The deficiency in GDP-L-fucose could have several implications:

• Altered Immune Response: It may affect the proper functioning of the immune system, potentially impacting inflammatory processes¹².
• Cancer-Related Changes: Low levels might influence tumor progression or immune evasion mechanisms, as fucosylation is often altered in cancer²⁴.
  • First-degree relatives: A clinic-based study reported that first-degree relatives of ME/CFS patients had a significantly higher(four times) prevalence of any cancer compared to controls (OR 4.06) [2022]
• Cellular Communication: It could disrupt normal cell-cell interactions and signaling pathways dependent on fucosylated glycans³.

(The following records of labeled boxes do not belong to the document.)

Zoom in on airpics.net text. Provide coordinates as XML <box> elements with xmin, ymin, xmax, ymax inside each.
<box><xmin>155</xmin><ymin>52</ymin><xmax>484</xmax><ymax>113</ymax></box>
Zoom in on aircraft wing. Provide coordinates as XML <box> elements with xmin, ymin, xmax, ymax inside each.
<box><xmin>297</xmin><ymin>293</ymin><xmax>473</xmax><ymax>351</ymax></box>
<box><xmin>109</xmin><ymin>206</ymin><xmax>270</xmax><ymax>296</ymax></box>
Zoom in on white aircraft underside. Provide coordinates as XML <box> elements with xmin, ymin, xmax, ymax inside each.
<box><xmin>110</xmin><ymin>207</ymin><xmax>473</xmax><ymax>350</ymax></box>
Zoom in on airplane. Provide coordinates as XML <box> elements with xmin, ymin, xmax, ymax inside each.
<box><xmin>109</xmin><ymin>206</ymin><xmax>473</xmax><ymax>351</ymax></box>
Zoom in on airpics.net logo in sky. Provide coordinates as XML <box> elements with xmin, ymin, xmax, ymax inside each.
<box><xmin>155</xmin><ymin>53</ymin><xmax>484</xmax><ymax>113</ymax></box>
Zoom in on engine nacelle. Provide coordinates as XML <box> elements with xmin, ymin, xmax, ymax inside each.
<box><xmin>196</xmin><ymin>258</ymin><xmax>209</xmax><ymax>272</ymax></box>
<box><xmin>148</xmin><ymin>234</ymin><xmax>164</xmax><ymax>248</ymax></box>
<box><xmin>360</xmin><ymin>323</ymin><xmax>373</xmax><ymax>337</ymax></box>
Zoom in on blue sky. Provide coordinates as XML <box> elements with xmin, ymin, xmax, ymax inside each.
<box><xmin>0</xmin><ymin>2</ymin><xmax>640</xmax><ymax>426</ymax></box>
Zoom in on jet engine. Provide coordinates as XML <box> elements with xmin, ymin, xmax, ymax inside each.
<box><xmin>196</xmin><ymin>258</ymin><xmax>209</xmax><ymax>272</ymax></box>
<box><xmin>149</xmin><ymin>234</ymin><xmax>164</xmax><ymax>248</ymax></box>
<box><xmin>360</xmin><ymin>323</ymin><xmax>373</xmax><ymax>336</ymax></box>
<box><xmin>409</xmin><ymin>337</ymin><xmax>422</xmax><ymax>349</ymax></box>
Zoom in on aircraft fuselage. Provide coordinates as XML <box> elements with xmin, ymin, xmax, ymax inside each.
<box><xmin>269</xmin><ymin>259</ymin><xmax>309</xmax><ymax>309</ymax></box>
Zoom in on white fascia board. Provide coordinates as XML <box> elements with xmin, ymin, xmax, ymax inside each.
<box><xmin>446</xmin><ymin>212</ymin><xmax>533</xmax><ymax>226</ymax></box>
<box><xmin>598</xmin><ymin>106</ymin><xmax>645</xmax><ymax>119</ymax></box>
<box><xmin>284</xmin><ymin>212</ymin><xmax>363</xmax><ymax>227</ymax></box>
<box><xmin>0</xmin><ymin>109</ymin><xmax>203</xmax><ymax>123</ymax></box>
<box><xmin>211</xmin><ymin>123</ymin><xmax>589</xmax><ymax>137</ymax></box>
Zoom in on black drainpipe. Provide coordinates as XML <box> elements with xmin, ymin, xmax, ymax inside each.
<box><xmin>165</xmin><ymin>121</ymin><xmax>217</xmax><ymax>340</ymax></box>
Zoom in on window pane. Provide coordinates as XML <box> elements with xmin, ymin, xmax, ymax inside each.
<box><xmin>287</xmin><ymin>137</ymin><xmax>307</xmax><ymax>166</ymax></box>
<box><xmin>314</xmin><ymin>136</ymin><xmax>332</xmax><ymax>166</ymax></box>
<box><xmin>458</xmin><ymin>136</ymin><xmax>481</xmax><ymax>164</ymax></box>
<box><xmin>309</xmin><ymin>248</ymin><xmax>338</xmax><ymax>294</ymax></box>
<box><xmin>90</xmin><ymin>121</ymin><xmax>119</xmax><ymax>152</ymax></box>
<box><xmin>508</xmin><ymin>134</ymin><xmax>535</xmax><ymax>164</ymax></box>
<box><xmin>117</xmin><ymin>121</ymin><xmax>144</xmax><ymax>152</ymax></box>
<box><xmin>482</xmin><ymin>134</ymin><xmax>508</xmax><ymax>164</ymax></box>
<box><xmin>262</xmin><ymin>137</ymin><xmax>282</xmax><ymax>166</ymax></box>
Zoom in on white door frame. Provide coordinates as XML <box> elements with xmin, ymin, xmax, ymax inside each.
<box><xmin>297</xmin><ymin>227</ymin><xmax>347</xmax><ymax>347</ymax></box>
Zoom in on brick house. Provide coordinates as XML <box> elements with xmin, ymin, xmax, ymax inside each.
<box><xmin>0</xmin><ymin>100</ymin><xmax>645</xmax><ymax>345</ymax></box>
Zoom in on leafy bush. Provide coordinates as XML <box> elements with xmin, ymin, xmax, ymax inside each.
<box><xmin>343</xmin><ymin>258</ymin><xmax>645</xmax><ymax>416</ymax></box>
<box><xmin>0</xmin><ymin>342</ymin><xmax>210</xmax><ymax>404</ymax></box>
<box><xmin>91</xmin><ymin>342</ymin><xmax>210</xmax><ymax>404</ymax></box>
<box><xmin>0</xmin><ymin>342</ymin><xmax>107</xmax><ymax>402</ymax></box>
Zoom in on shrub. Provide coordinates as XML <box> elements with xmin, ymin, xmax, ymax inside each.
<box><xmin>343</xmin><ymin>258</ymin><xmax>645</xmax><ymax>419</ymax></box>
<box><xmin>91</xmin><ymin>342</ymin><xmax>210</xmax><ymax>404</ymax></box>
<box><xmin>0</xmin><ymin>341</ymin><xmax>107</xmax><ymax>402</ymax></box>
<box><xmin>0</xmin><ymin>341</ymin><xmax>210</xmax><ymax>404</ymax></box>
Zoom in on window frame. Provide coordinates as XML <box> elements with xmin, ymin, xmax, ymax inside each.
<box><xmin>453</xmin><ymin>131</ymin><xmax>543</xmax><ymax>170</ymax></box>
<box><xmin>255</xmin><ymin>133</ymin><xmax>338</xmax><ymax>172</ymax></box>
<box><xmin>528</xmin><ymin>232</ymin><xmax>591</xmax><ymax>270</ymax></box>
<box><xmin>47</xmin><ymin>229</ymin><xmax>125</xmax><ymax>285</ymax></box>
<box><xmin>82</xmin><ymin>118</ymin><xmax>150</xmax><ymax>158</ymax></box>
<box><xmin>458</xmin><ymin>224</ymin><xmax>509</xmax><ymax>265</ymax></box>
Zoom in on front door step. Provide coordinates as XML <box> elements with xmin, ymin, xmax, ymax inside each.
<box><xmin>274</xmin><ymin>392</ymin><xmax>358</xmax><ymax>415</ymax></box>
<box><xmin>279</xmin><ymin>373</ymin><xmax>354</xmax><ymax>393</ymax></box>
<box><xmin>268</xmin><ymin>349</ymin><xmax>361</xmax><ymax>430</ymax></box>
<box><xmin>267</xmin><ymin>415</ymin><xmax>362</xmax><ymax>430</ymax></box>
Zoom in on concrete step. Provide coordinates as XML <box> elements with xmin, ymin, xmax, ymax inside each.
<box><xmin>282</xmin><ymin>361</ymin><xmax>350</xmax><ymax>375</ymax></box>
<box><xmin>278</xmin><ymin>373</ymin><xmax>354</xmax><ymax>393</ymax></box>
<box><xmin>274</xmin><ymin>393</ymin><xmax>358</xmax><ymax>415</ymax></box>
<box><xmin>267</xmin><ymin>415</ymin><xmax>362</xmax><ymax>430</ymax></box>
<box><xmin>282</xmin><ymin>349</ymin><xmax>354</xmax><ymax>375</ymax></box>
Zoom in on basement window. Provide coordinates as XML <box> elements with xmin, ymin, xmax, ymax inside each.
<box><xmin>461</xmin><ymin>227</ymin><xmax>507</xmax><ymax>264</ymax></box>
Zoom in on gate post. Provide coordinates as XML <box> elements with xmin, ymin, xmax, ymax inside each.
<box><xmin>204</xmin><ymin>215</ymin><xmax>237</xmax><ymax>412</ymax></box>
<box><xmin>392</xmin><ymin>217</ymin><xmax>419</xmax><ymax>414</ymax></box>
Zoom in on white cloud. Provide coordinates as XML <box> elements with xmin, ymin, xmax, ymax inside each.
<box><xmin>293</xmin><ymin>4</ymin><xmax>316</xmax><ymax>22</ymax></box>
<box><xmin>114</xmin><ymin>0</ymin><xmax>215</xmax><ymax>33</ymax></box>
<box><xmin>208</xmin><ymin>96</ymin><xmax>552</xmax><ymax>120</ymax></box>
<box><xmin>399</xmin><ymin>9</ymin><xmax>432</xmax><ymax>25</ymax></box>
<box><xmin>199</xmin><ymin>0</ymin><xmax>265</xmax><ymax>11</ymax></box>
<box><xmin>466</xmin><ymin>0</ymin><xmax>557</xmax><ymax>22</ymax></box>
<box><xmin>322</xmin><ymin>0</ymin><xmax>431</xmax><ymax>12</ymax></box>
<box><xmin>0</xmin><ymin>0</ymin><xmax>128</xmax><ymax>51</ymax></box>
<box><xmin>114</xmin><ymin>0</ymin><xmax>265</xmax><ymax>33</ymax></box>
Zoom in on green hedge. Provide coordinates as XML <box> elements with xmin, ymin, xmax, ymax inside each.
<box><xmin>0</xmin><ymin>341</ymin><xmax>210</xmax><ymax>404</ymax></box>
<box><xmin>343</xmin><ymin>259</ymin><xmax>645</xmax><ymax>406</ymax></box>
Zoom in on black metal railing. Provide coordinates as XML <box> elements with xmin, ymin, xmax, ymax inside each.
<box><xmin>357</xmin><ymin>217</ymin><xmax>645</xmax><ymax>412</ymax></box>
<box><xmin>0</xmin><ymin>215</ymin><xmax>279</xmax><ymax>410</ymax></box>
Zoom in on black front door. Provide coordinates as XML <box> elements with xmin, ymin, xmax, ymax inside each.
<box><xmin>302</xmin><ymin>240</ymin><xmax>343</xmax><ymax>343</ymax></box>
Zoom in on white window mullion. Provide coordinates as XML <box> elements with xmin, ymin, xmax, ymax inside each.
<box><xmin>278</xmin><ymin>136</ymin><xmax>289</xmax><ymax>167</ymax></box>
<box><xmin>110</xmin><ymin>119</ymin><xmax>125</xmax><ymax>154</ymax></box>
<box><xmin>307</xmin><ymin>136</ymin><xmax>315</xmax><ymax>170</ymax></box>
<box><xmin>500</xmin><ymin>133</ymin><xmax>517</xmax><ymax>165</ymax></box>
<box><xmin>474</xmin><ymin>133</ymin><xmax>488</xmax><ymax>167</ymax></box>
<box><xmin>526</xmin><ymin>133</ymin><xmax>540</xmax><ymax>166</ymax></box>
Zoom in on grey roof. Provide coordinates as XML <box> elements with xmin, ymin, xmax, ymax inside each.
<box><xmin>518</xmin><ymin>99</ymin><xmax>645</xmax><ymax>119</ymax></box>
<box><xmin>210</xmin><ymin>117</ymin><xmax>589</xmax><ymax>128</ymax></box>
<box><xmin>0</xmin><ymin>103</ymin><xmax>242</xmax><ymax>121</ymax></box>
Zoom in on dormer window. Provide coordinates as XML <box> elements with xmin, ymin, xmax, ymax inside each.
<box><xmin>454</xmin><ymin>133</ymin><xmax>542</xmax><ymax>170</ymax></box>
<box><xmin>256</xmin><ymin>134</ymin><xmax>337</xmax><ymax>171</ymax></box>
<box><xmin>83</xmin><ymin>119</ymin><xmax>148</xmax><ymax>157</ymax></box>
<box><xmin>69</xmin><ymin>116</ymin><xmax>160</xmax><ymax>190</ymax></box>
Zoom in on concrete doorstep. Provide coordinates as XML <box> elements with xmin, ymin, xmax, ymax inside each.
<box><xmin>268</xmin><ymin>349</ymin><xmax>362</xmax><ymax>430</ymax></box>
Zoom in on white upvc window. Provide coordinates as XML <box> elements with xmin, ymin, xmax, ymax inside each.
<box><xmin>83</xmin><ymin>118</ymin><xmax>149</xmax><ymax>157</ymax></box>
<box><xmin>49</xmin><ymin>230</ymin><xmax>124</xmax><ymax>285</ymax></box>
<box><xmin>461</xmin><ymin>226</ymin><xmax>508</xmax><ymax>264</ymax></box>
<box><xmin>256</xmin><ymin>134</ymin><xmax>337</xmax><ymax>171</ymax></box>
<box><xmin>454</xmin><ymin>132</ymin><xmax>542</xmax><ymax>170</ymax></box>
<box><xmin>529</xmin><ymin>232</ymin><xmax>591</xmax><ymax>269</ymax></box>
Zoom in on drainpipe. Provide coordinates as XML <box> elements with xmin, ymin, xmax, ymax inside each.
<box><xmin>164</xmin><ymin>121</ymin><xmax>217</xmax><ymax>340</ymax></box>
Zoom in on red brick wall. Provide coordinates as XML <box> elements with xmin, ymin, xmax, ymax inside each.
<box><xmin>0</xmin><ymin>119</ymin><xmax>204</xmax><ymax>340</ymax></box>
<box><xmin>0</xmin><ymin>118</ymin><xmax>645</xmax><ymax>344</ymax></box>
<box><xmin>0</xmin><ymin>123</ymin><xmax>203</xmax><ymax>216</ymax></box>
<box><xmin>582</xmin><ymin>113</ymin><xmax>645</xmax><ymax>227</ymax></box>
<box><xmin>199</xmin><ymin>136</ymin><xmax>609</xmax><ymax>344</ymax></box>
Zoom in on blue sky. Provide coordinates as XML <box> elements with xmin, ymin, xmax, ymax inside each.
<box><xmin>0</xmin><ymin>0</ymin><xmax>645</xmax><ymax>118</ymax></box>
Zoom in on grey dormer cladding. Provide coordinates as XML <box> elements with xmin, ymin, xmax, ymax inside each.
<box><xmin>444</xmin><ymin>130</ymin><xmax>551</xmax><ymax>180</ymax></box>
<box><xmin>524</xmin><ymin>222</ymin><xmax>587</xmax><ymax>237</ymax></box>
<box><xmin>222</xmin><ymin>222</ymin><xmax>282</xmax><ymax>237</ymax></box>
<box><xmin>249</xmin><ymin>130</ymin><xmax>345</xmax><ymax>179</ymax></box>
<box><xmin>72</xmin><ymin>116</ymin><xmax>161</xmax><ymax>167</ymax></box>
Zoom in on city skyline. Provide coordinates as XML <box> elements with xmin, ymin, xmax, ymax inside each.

Metabolite	Threshold	Low	High
GDP-L-fucose	16.5	12.1	21.2
Holo-[citrate (pro-3S)-lyase]	12.7	1.8	23.4
N,N’-Diacetyllegionaminate	12.1	5.4	22
alpha-Oxo-benzeneacetic acid	11.8	1.9	23.4
Oxalyl-CoA	11.3	2	22.4
S-Methyl-5-thio-D-ribose 1-phosphate	11.2	1.3	30.6
Malonyl-CoA	10.6	2.5	26.3
1,2-Diacyl-3-alpha-D-glucosyl-sn-glycerol	10.5	5.4	20

Translate Low Metabolites to Probiotics

Many of these metabolites are produced by probiotics, so in terms of highest importance and reasonably available probiotics, I produced the list below.

The top one is one is one that had very dramatic positive effect for me when I relapsed into ME/CFS (after the worse herxheimer reaction that I have ever experienced): Mutaflor (E.Coli Nissle 1917). I took it as a result of a 1999 study in Australia reporting very low levels of E.Coli in CFS patients [As a FYI, 16s tests do a very poor reporting on E.Coli].

The retail product microbiome labs/ megasporebiotic has several of the next on the list.

1. Escherichia coli (Mutaflor, SymbioFlor-2) : 100%
2. Bacillus thuringiensis: 70%
3. Bacillus licheniformis: 67%
4. Bacillus subtilis: 66%
5. Bacillus subtilis subsp. natto: 67%
6. Clostridium butyricum: 57% of the top
7. Heyndrickxia coagulans (a.k.a. Bacillus coagulans): 65%
8. Lactiplantibacillus plantarum: 59%
9. Enterococcus faecalis: 57%
10. Akkermansia muciniphila: 54%

I asked perplexity, which foods may increase any of the above metabolites. The following were reported:

• Spinach
• Rhubarb
• Beets
• Nuts
• Chocolate
• Tea
• Wheat bran
• Strawberries

Bottom Line

While the metabolite-focused approach provides valuable insights into the biochemical imbalances associated with ME/CFS, its immediate clinical applications are somewhat limited. The probiotics and the food suggestions are reasonable and I see several of the items appearing on suggestions from the expert system for ME/CFS patients.